The European Union will raise its sanctions on some U.S. goods by a third on May 1 to retaliate against a law that illegally hands competitors’ customs duties to American companies rather than the U.S. Treasury.
The EU’s 15 percent sanctions will target eight additional U.S. imports including blankets and drills and cover $36.9 million worth of goods, an increase on the $27.8 million imposed for the past 12 months. […]
Congress agreed Feb. 1 to repeal the law, known as the Byrd Amendment, on Sept. 30, 2007. The law has given companies including Timken Co., Lancaster Colony Corp. and Nucor Corp. revenue from customs tariffs worth more than $1 billion since 2001. The distributions may be worth more than $2 billion over the next two years, the EU estimates.

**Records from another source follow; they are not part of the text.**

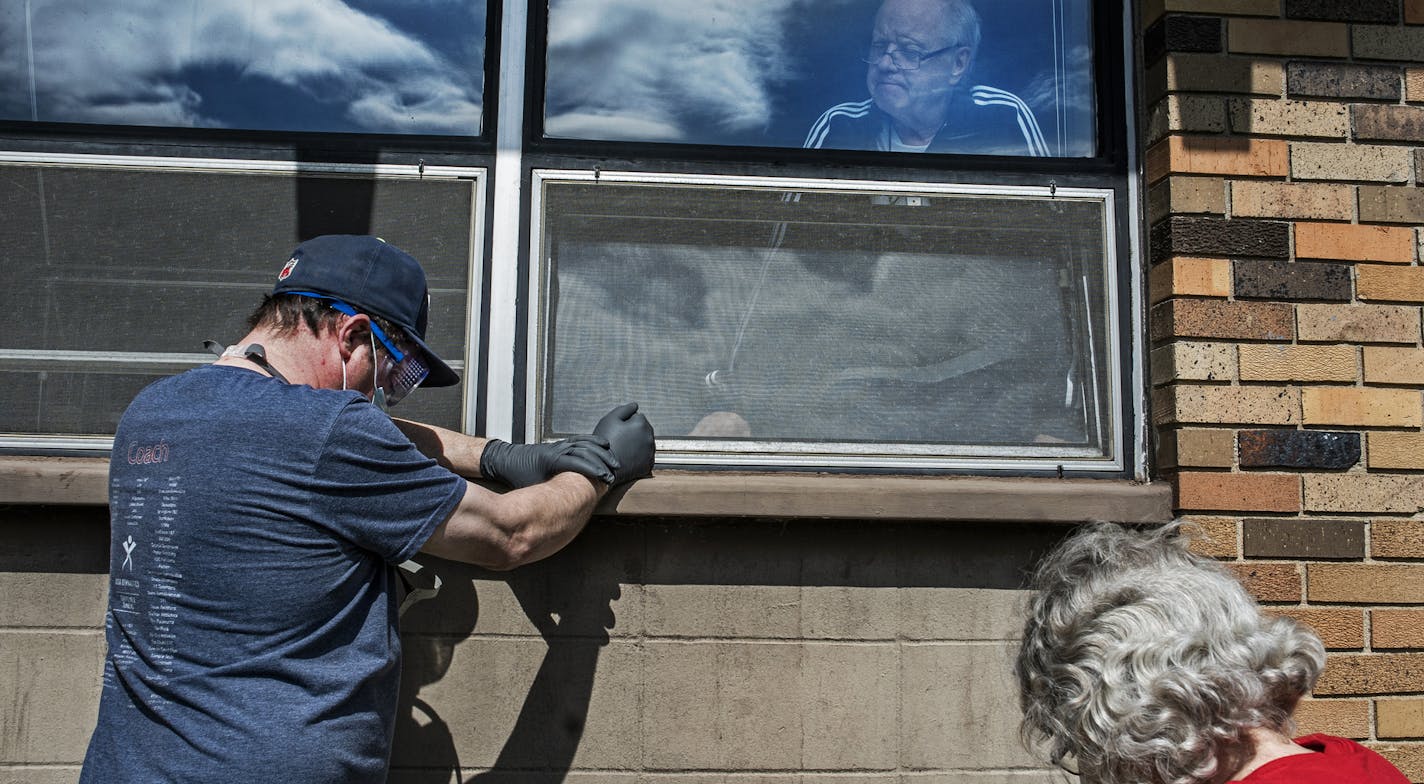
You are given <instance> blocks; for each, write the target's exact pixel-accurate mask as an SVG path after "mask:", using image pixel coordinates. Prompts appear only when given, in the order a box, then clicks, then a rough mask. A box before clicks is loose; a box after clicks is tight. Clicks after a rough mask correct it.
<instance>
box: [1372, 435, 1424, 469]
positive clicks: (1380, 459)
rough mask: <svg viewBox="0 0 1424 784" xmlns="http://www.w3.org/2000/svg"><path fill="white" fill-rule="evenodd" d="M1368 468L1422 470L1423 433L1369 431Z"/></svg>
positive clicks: (1423, 456) (1422, 467) (1422, 452)
mask: <svg viewBox="0 0 1424 784" xmlns="http://www.w3.org/2000/svg"><path fill="white" fill-rule="evenodd" d="M1366 438H1367V440H1368V441H1367V443H1368V447H1367V448H1368V457H1367V461H1366V464H1367V465H1368V467H1370V468H1383V470H1424V433H1370V434H1368V435H1367V437H1366Z"/></svg>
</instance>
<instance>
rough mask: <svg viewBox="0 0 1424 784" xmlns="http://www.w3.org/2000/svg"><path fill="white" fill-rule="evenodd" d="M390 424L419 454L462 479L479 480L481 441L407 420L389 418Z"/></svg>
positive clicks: (480, 438)
mask: <svg viewBox="0 0 1424 784" xmlns="http://www.w3.org/2000/svg"><path fill="white" fill-rule="evenodd" d="M392 421H393V423H396V427H399V428H400V431H402V433H404V434H406V438H410V443H412V444H414V445H416V448H417V450H420V454H423V455H426V457H431V458H434V460H436V462H439V464H440V465H444V467H446V468H449V470H451V471H454V472H456V474H460V475H461V477H466V478H470V480H477V478H481V474H480V455H481V454H484V438H480V437H476V435H466V434H463V433H456V431H453V430H446V428H443V427H436V425H433V424H424V423H414V421H410V420H400V418H394V417H392Z"/></svg>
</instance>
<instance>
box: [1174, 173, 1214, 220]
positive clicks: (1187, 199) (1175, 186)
mask: <svg viewBox="0 0 1424 784" xmlns="http://www.w3.org/2000/svg"><path fill="white" fill-rule="evenodd" d="M1168 185H1169V189H1171V194H1172V199H1171V201H1169V202H1168V206H1171V209H1172V212H1173V213H1208V215H1223V213H1226V181H1225V179H1222V178H1219V176H1172V178H1168Z"/></svg>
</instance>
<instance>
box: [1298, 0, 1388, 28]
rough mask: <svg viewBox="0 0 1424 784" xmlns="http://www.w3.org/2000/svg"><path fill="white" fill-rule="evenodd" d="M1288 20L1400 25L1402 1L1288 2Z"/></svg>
mask: <svg viewBox="0 0 1424 784" xmlns="http://www.w3.org/2000/svg"><path fill="white" fill-rule="evenodd" d="M1286 18H1313V20H1320V21H1371V23H1377V24H1398V23H1400V0H1347V1H1344V3H1341V1H1340V0H1286Z"/></svg>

“As a result of the United States’ failure to bring” its law into “compliance with its obligations under the WTO agreements,” the EU has the right to “adjust the level” of its sanctions in line with the duties paid by its companies every year, the European Commission said in the Official Journal of April 25.
Any handouts approved as late as September next year won’t be paid to the U.S. companies until 2009, the EU has said. The bloc says that until the disbursements stop, it’s entitled to slap levies worth 72 percent of the U.S. duties in retaliation, under the WTO ruling.

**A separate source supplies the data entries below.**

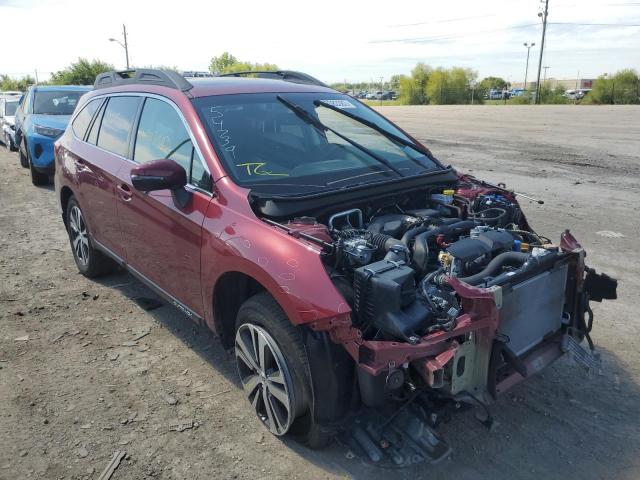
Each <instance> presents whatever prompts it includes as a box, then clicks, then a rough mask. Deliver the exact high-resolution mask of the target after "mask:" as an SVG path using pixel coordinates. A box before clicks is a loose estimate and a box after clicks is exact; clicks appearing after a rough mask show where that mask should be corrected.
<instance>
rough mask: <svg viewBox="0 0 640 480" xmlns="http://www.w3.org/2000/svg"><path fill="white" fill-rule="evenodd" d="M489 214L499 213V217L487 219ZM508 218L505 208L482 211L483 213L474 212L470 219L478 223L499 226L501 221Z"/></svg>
mask: <svg viewBox="0 0 640 480" xmlns="http://www.w3.org/2000/svg"><path fill="white" fill-rule="evenodd" d="M487 212H497V213H498V215H494V216H491V217H485V215H486V214H487ZM506 216H507V211H506V210H505V209H504V208H498V207H492V208H487V209H485V210H482V211H481V212H474V213H470V214H469V218H472V219H474V220H475V221H476V222H481V223H486V224H487V225H491V226H493V225H498V224H499V223H500V220H502V219H503V218H504V217H506Z"/></svg>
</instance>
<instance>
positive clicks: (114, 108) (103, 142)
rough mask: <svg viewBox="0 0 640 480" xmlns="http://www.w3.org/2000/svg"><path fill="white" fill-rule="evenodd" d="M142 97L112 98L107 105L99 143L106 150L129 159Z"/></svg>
mask: <svg viewBox="0 0 640 480" xmlns="http://www.w3.org/2000/svg"><path fill="white" fill-rule="evenodd" d="M139 104H140V97H111V98H110V99H109V103H107V106H106V109H105V111H104V115H103V117H102V123H101V125H100V132H99V133H98V143H97V145H98V146H99V147H100V148H104V149H105V150H108V151H110V152H113V153H115V154H117V155H120V156H121V157H125V158H127V157H128V154H129V139H130V135H131V126H132V125H133V121H134V119H135V116H136V113H137V112H138V106H139Z"/></svg>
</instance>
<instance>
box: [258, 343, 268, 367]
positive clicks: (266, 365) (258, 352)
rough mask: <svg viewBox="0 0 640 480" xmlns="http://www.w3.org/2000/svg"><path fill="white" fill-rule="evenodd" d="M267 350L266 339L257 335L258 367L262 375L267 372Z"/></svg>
mask: <svg viewBox="0 0 640 480" xmlns="http://www.w3.org/2000/svg"><path fill="white" fill-rule="evenodd" d="M267 348H269V346H268V345H267V339H266V338H265V337H264V335H260V334H258V365H259V366H260V368H261V369H262V372H263V373H264V372H266V371H267V358H266V357H267Z"/></svg>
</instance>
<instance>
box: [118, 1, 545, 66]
mask: <svg viewBox="0 0 640 480" xmlns="http://www.w3.org/2000/svg"><path fill="white" fill-rule="evenodd" d="M547 1H548V0H547ZM122 35H124V54H125V56H126V57H127V70H129V44H128V43H127V27H126V25H125V24H124V23H123V24H122Z"/></svg>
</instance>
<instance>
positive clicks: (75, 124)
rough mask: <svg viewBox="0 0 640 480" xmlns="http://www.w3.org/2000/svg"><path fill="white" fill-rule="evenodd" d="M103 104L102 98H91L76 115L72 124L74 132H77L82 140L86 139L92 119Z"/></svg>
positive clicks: (73, 120) (71, 127)
mask: <svg viewBox="0 0 640 480" xmlns="http://www.w3.org/2000/svg"><path fill="white" fill-rule="evenodd" d="M101 104H102V99H101V98H96V99H95V100H91V101H90V102H89V103H87V104H86V105H85V107H84V108H83V109H82V110H81V111H80V113H79V114H78V115H77V116H76V118H75V119H74V120H73V123H72V124H71V128H72V129H73V133H75V134H76V137H78V138H79V139H81V140H84V137H85V135H86V133H87V128H88V127H89V124H90V123H91V119H92V118H93V116H94V115H95V113H96V110H98V108H99V107H100V105H101Z"/></svg>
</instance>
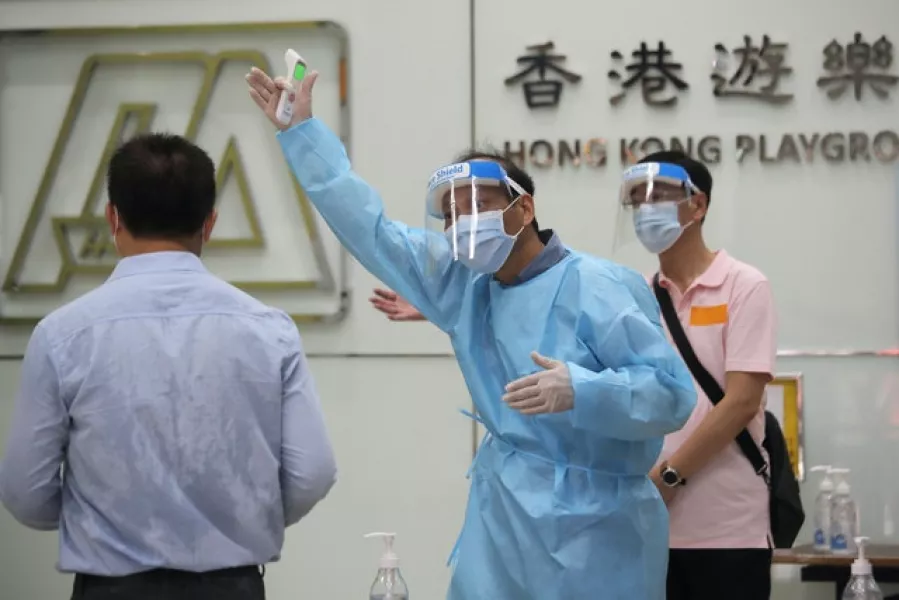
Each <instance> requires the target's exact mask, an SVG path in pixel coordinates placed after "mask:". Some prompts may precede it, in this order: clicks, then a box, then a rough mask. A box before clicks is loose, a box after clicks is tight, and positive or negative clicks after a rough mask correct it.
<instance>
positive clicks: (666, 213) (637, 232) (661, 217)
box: [634, 202, 686, 254]
mask: <svg viewBox="0 0 899 600" xmlns="http://www.w3.org/2000/svg"><path fill="white" fill-rule="evenodd" d="M679 206H680V202H656V203H646V204H641V205H640V206H639V207H637V209H636V210H635V211H634V228H635V229H636V233H637V239H639V240H640V242H641V243H642V244H643V246H644V247H645V248H646V249H647V250H649V251H650V252H652V253H653V254H661V253H662V252H664V251H665V250H668V249H669V248H671V247H672V246H673V245H674V244H675V242H677V240H678V239H680V236H681V235H682V234H683V233H684V229H686V227H684V226H683V225H681V224H680V219H679V217H678V207H679Z"/></svg>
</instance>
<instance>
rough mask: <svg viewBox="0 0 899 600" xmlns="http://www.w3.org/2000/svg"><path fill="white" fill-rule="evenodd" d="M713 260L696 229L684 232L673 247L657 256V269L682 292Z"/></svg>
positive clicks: (697, 230) (662, 252) (711, 253)
mask: <svg viewBox="0 0 899 600" xmlns="http://www.w3.org/2000/svg"><path fill="white" fill-rule="evenodd" d="M691 229H693V228H691ZM714 260H715V253H714V252H712V251H711V250H709V248H708V246H706V245H705V240H704V239H703V238H702V232H701V231H700V229H699V228H698V227H696V228H695V229H693V231H689V230H688V231H685V232H684V235H683V236H682V237H681V239H679V240H678V241H677V242H676V243H675V244H674V246H672V247H671V248H669V249H668V250H666V251H665V252H662V253H661V254H660V255H659V267H660V270H661V272H662V274H663V275H665V277H667V278H668V279H669V280H670V281H671V283H673V284H674V285H675V286H676V287H677V289H678V290H680V291H681V292H683V291H684V290H686V289H687V288H689V287H690V284H692V283H693V281H694V280H695V279H696V278H697V277H699V276H700V275H702V274H703V273H705V271H706V269H708V268H709V266H710V265H711V264H712V261H714Z"/></svg>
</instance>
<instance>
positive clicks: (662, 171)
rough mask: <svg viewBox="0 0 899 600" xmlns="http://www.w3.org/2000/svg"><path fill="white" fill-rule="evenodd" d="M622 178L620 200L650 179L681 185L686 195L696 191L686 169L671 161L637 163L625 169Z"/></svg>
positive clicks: (653, 181)
mask: <svg viewBox="0 0 899 600" xmlns="http://www.w3.org/2000/svg"><path fill="white" fill-rule="evenodd" d="M622 179H623V184H622V189H621V198H622V200H627V199H628V198H629V197H630V193H631V191H632V190H633V189H634V188H635V187H637V186H638V185H640V184H642V183H647V182H650V181H652V182H658V183H667V184H670V185H675V186H680V187H683V188H684V189H685V190H686V191H687V194H688V195H689V194H692V193H694V192H696V191H698V188H697V187H696V186H695V185H694V184H693V181H691V180H690V174H689V173H687V170H686V169H685V168H683V167H682V166H680V165H675V164H671V163H639V164H636V165H633V166H632V167H628V168H627V169H625V171H624V174H623V175H622Z"/></svg>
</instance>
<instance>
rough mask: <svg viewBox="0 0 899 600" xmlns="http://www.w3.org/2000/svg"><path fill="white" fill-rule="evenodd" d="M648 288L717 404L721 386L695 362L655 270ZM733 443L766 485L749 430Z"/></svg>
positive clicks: (759, 457) (767, 480)
mask: <svg viewBox="0 0 899 600" xmlns="http://www.w3.org/2000/svg"><path fill="white" fill-rule="evenodd" d="M652 287H653V290H654V291H655V294H656V299H657V300H658V301H659V308H661V309H662V317H663V318H664V319H665V323H666V324H667V325H668V332H669V333H670V334H671V337H672V338H673V339H674V343H675V344H676V345H677V349H678V350H679V351H680V354H681V357H683V359H684V362H685V363H687V367H689V368H690V372H691V373H693V377H694V378H695V379H696V383H698V384H699V387H701V388H702V391H704V392H705V395H706V396H708V398H709V400H710V401H711V402H712V404H718V403H719V402H721V400H722V399H723V398H724V390H723V389H721V386H720V385H719V384H718V382H717V381H716V380H715V378H714V377H712V375H711V373H709V372H708V371H707V370H706V368H705V367H703V366H702V363H701V362H699V358H697V356H696V352H694V351H693V346H692V345H691V344H690V340H688V339H687V334H686V332H685V331H684V327H683V325H681V322H680V319H679V318H678V316H677V311H676V310H675V309H674V303H673V302H672V301H671V295H670V294H669V293H668V290H666V289H665V288H663V287H662V285H661V284H660V283H659V274H658V273H656V274H655V277H653V279H652ZM736 442H737V445H738V446H739V447H740V450H742V451H743V454H744V455H745V456H746V458H748V459H749V462H750V463H752V468H753V469H755V472H756V473H757V474H758V475H761V476H762V478H763V479H764V480H765V483H766V484H768V485H769V486H770V485H771V483H770V480H769V476H768V464H767V463H766V462H765V459H764V457H763V456H762V453H761V451H760V450H759V447H758V444H756V443H755V440H753V439H752V436H751V435H750V434H749V432H748V431H746V430H745V429H743V431H741V432H740V433H739V434H738V435H737V438H736Z"/></svg>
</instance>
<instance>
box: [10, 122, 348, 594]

Under the Byrd Amendment’s rules, duties the U.S. Customs Service collects on goods deemed to be “dumped” at below- market rates into the domestic market are given to the U.S. companies that initially filed the complaints.
The EU’s new targets also include paper products and photocopying equipment, supplementing the current list of products such as textiles, machinery and sweet-corn.